THEATRE FOR ONE
Outside Cork Opera House
★★★★★
Annie Ryan of Corn Exchange once described her Car Show, which played to no more than three passengers at a time back in the late 1990s and early 2000s, as "the best show you never saw". Now, conspiring to populate Octopus Theatricals' tiny collapsible venue with microplays from the nation's finest writers and performers, Landmark Productions has a new claim to that title. The only thing these bracing, thought-provoking and intimate-as-a-whisper five-minute, one-on-one performances can't satisfy is demand.
The structure that greets you outside Cork Opera House (which is presenting the show with Cork Midsummer Festival) is something between a giant gig case and a magician's box. That seems appropriate. Srda Vasiljevic and Eoghan Carrick, their directors, make the plays feel as immediate as a song, revealing and then concealing their performers, as a kind of conjuring act. Now you see them. Now you don't.
In that blink of intensity neither the playwrights, the actors nor the audience ever seemed so electrically aware of each other or, for that matter, themselves.
In Cork, some queued hours for their five-minute dramas. If it ever returns, it will be worth the wait for such transfixing experiences, one at a time
Queen of the Pyramids, Emmet Kirwan's play, might exploit that best, subverting the snap judgment of our first impressions, subtly alluding to the workings of performance, therapy and mirroring, while an initially vulnerable Kate Gilmore gradually and wittily reveals the many faces of manipulation. Are you the watcher here, or the watched?
Eileen Walsh, in Louise Lowe's Bait, initially seems to deliver a more photorealistic, compassionate study in victimhood, yet the after effect is more complicated and unsettling. Built up through small exchanges but huge need, the piece sensitively suggests that some abusive relationships follow dreadful patterns of compatibility.
If that suggests confined performance can still plumb deep, Mark O’Rowe’s arch The Spur follows suit, layered with teasing contradictions. Derbhle Crotty’s speaker may be enthusingly effervescent, but her speaking is marvellously, slyly circuitous. So, it seems, is her moral pathway, and you find yourself warming to someone fundamentally chilling. Who is more suggestible, then: this oblivious, self-centred character, who has decided to live out a story; or the person she is regarding, suckered by another?

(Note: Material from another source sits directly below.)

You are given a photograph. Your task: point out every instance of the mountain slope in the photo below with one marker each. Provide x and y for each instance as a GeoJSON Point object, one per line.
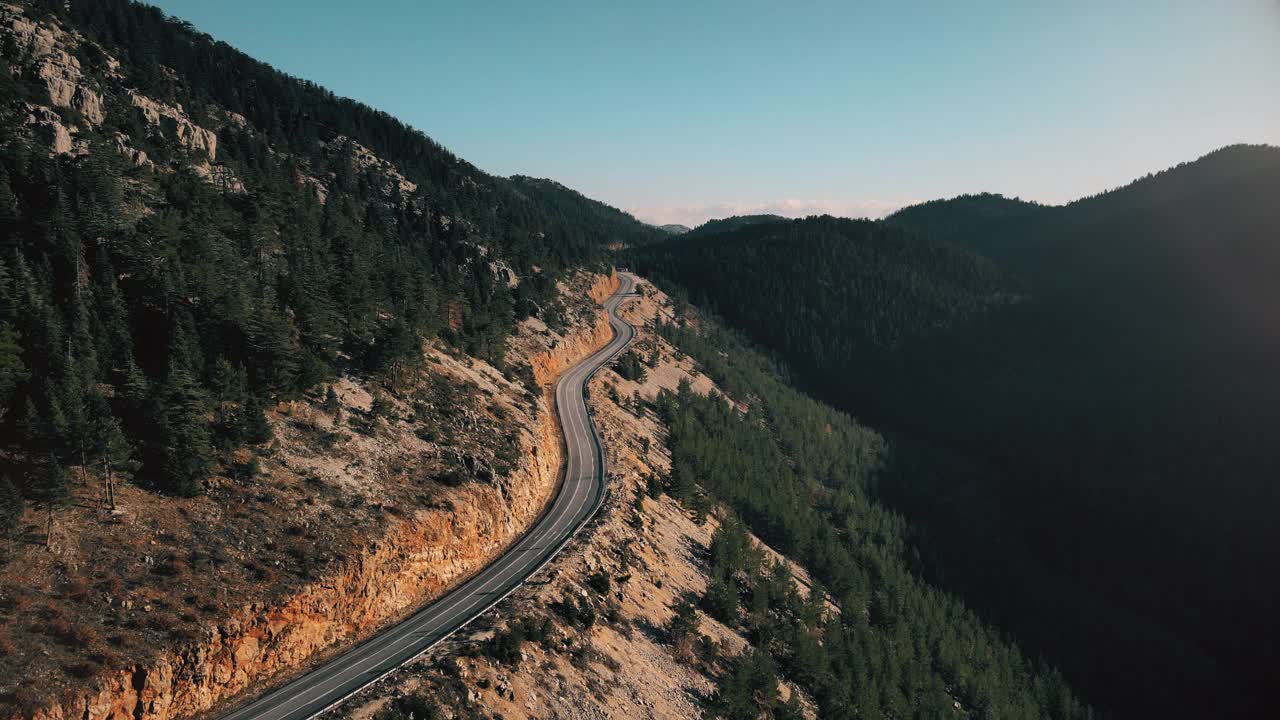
{"type": "Point", "coordinates": [1095, 449]}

Still, the most conceptually involving piece may be Stacey Gregg’s Brilliant, a welcome addition to her droll brand of techsistentialism. Distilling ideas of philosophy, entropy, simulation and honesty into a brief run-in with a loose acquaintance, Kathy Rose O’Brien gives an almost transgressively candid bearing to her frazzled new parent. Her message is surprisingly reassuring, given the circumstances: we’re not alone.
Enda Walsh recognises something similar in Cave, offering an incantatory encounter with Frank Blake's mysterious figure, whose story shifts from the booth to the mind in hypnotic suggestion (and Joshua Higgason's disarming light and sound).
The mesmerising Seán McGinley does less with more in Marina Carr’s Cygnum Canticum, a play heavy with mythic allusion, but performed so quietly, gracefully and sparingly that the merest moment of direct eye contact feels like a jolt to the soul.
In Cork, some queued hours for their five-minute dramas. If Theatre for One ever returns, it will be worth the wait for such transfixing experiences, one at a time.